"Messiah" / "Christ"

    Each of the above terms in their respective languages, have the exact same meaning... "The Annointed One". Remember that the Old Testament was written in the Hebrew language, and the New Testament was written in Greek. Greece was the dominant artistic culture during the time of the New Testament's writing.

1. Old Testament; "MESSIAH"
    Stated another way, when we read from the Old Testament about the Saviour who would come, such as in this example from the book DANIEL;

Daniel 9:25
Know therefore and understand, that from the going forth of the commandment to restore and to build Jerusalem unto the Messiah the Prince shall be seven weeks, and threescore and two weeks: the street shall be built again, and the wall, even in troublous times.

    We can see that Jesus of Nazareth is referred to as "Messiah". The actual Hebrew word used in that verse is the word "mashiyach". Here is the Strong's definition;

Strong's # 4899 mashiyach (maw-shee'-akh); from 4886; anointed; usually a consecrated person (as a king, priest, or saint); specifically, the Messiah: KJV-- anointed, Messiah. (DIC)

    Many of our Jewish brothers and sisters in the Saviour refer to Him now as Yeshua Ha Mashiach, and this is where the term originates. Shout "Hallelujah" the next time that you here it!

2.New Testament; "CHRIST"
    A period of about 400 years passed between the completion of the Old Testament and the New. Greece had begun to dominate the cultural world during that time, and is the reason that the New Testament was written in that language. When reading about our Saviour there, we see such verses as this example from Matthew;

Matt 16:16
And Simon Peter answered and said, Thou art the Christ, the Son of the living God.
Strong's # 5547 Christos (khris-tos'); from 5548; anointed, i.e. the Messiah, an epithet of Jesus: KJV-- Christ. (DIC)

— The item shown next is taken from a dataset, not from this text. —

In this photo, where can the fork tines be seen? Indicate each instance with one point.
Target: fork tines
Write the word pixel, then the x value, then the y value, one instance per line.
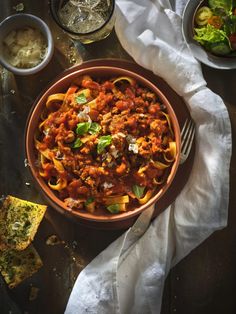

    The actual Greek word written at the time was "Christos", as we can ascertain from the above Strong's Greek-Hebrew dictionary definition. Again, it means "The Annointed One" just like Hebrew "Messiah" does.

    In this realization, we can find a unity among the believers in the Saviour who gave His life for us all and rose again. The two terms are used interchangably here at the Salvation Station, in an effort to promote such unity.